Myślę, że najtrudniejszy był ten czas kiedy szukaliśmy naszej tożsamości przechodząc ze świadczenia usług do produkowania własnych gier. Na rozwój naszego flagowego produktu „Huuuge Casino” poświęciliśmy dużo czasu i pracy. Czasu, dodajmy, kiedy produkt nie funkcjonował jeszcze na rynku i na siebie nie zarabiał, a rachunki i pensje trzeba było cały czas płacić.
Takie trudności są chyba typowe dla rynku gier free to play?
Owszem, to dość istotna kwestia. Robimy gry F2P, czyli takie, w których gracze nie płacą za ściągnięcie danej gry. Ten element płatności może się pojawić później w formie tzw. mikropłatności czyli kiedy gracz decyduje się na skorzystanie z dodatkowych funkcjonalności gry. Trzeba jednak pamiętać, że moment uzyskania przychodów jest odroczony w czasie. Wypuszczając grę na rynek, następnego dnia nie możemy spodziewać się przychodów. Dopiero, kiedy gracze są wystarczająco zaangażowani, część z nich będzie skłonna wydać w trakcie gry pieniądze.

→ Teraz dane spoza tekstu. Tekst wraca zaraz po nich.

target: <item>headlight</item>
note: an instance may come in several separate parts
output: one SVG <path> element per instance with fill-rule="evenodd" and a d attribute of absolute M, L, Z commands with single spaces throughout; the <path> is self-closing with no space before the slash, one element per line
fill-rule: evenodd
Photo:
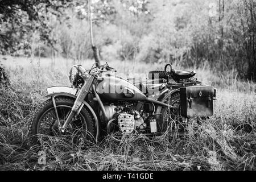
<path fill-rule="evenodd" d="M 77 80 L 79 72 L 76 66 L 73 66 L 69 71 L 69 80 L 73 84 L 75 81 Z"/>

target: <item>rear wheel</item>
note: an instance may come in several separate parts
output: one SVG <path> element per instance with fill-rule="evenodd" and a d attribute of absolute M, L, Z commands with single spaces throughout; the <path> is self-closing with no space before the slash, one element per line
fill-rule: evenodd
<path fill-rule="evenodd" d="M 57 97 L 55 104 L 60 122 L 63 125 L 71 111 L 74 100 Z M 94 140 L 96 129 L 90 113 L 83 107 L 79 115 L 72 119 L 67 132 L 64 134 L 61 133 L 57 125 L 53 104 L 50 99 L 40 104 L 36 109 L 31 120 L 29 135 L 32 145 L 40 144 L 48 140 L 51 136 L 66 142 L 77 142 L 81 137 Z"/>
<path fill-rule="evenodd" d="M 164 98 L 164 102 L 172 107 L 158 108 L 158 111 L 162 114 L 159 122 L 159 131 L 162 133 L 170 129 L 172 134 L 177 136 L 184 133 L 185 127 L 185 123 L 183 122 L 180 115 L 180 94 L 175 93 L 168 96 Z"/>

Pamiętajmy jednak o tym, że w świecie gier F2P zaledwie 2, maksymalnie 3 proc. graczy płaci. Dodatkowo mamy możliwość pozyskiwania przychodów z reklam, jednak utrzymanie z nich tak dużej firmy byłoby bardzo trudne.
Gra pan w wasze gry?
Oczywiście. Gry komputerowe od wczesnego dzieciństwa były jednym z moich hobby, na które zresztą w opinii rodziców, poświęcałem zbyt dużo czasu. Kiedy w 2012 roku rozważałem dołączenie do zespołu Gamelion Studios, firmy na fundamentach której w 2014 powstało Huuuge Games, jednym z powodów, który mnie przekonał do podjęcia tej decyzji, były gry, które firma wówczas produkowała i sprzedawała. Z dużym sentymentem wspominam gry takie jak Monster Shooter czy League of Heroes. Wiele z tamtych gier nadal cieszy się zresztą wśród graczy dużą popularnością.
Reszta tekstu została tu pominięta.